Io seguivo più che altro le grandi emozioni o ispirazioni che percepivo nella preghiera, e così, mentre la mia immaginazione volava, il mio desiderio di avere tutto schematizzato (in modo perfettamente organizzato) contribuiva senza dubbio alla mia fatica. Prima di Natale, nel mio ultimo anno di studi, tentavo di spiegare alla mia guida questa forte sensazione di essere come sul ciglio di un burrone, tanto vicino al successivo passo; ma di che cosa… non sapevo. Riconoscevo solo che ero molto prossima alla decisione da prendere e che non sapevo come buttarmi in questa sorta di abisso che si trovava dinanzi a me. Come nella citazione soprascritta, avevo paura di sbagliare strada e quindi ero paralizzata lì,  su questo “precipizio” interiore. Ricordo che la mia guida mi disse: «Briana, ora che torni a casa, in questi giorni di vacanza fai finta che la decisione l’abbia già presa. Scegli una delle due alternative e vivi come se fosse quella lì la tua strada, e vedi cosa ti dice il tuo cuore».

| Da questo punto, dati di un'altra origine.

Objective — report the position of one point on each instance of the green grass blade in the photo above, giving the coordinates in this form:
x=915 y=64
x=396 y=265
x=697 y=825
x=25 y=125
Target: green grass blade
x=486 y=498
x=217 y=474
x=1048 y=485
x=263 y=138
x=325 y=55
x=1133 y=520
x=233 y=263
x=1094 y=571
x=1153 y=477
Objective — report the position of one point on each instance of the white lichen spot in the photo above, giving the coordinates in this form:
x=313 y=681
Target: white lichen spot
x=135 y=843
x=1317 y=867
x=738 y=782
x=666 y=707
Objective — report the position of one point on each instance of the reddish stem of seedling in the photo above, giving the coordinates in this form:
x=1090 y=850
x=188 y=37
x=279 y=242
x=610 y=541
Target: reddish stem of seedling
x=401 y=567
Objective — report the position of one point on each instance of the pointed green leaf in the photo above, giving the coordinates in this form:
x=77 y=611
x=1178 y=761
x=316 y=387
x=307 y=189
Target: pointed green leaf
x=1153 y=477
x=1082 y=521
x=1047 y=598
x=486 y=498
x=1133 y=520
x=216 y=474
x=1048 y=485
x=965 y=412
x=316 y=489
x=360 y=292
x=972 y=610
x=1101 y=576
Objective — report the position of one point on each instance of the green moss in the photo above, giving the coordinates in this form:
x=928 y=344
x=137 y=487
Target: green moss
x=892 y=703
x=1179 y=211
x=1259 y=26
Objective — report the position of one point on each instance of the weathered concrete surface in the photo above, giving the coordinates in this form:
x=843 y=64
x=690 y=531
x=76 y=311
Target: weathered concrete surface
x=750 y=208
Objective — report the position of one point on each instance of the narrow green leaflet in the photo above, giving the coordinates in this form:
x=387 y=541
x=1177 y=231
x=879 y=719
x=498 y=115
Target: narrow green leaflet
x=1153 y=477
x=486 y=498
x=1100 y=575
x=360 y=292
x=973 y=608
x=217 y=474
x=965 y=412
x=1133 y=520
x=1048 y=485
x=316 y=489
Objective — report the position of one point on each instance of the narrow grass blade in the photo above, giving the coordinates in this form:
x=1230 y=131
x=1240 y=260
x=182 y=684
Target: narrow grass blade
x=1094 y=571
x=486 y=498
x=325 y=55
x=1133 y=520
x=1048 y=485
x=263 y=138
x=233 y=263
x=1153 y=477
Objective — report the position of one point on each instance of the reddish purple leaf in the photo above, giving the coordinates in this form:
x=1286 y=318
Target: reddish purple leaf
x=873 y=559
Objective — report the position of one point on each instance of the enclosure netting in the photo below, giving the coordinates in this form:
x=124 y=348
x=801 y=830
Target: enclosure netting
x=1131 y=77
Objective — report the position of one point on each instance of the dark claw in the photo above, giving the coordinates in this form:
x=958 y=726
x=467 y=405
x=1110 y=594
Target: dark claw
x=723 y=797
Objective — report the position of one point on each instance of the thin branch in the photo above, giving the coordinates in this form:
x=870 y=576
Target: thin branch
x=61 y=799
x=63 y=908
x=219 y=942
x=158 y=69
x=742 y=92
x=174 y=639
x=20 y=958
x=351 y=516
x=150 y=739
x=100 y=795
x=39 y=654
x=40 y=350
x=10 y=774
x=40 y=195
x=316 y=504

«Altri [desideri ed emozioni] ne nasceranno in questa fase: riconoscerli e interpretarli permetterà di confermare la bontà della decisione presa o consiglierà di rivederla»[ii]

È nelle nostre stesse azioni che possiamo scoprire il prossimo passo da compiere. Infatti, tornando a casa e facendo “finta” di aver già scoperto la mia vocazione, ho potuto per la prima volta far scendere tutta la teoria che nuotava nella mia testa in qualche cosa di più concreto. Ho pianto, ho riso, ho avuto paura e ho avuto una gioia immensa che poi è stata «luce sul mio cammino» (Sal 119, 105). Sono tornata pronta a lanciarmi, a prendere la mia canoa e ad andare avanti. Verso che cosa esattamente, non ne ero sicura… Ma sapevo che ormai non potevo più star ferma.

Dopo il fiume, cosa c’è?

Proposito Concreto:

In questo mese, lì dove vediamo che facciamo fatica a prendere una decisione o a metterci di nuovo in moto, proviamo a prendere qualche giorno a “far finta” che abbiamo già deciso e portiamo ciò che sorge nel nostro cuore al Signore nella preghiera. Con Lui poi, facciamo un atto di fiducia nella Sua provvidenza prima di continuare il nostro percorso.

Lo scopre solo chi si rimette in cammino o, in questo caso, “in canoa”.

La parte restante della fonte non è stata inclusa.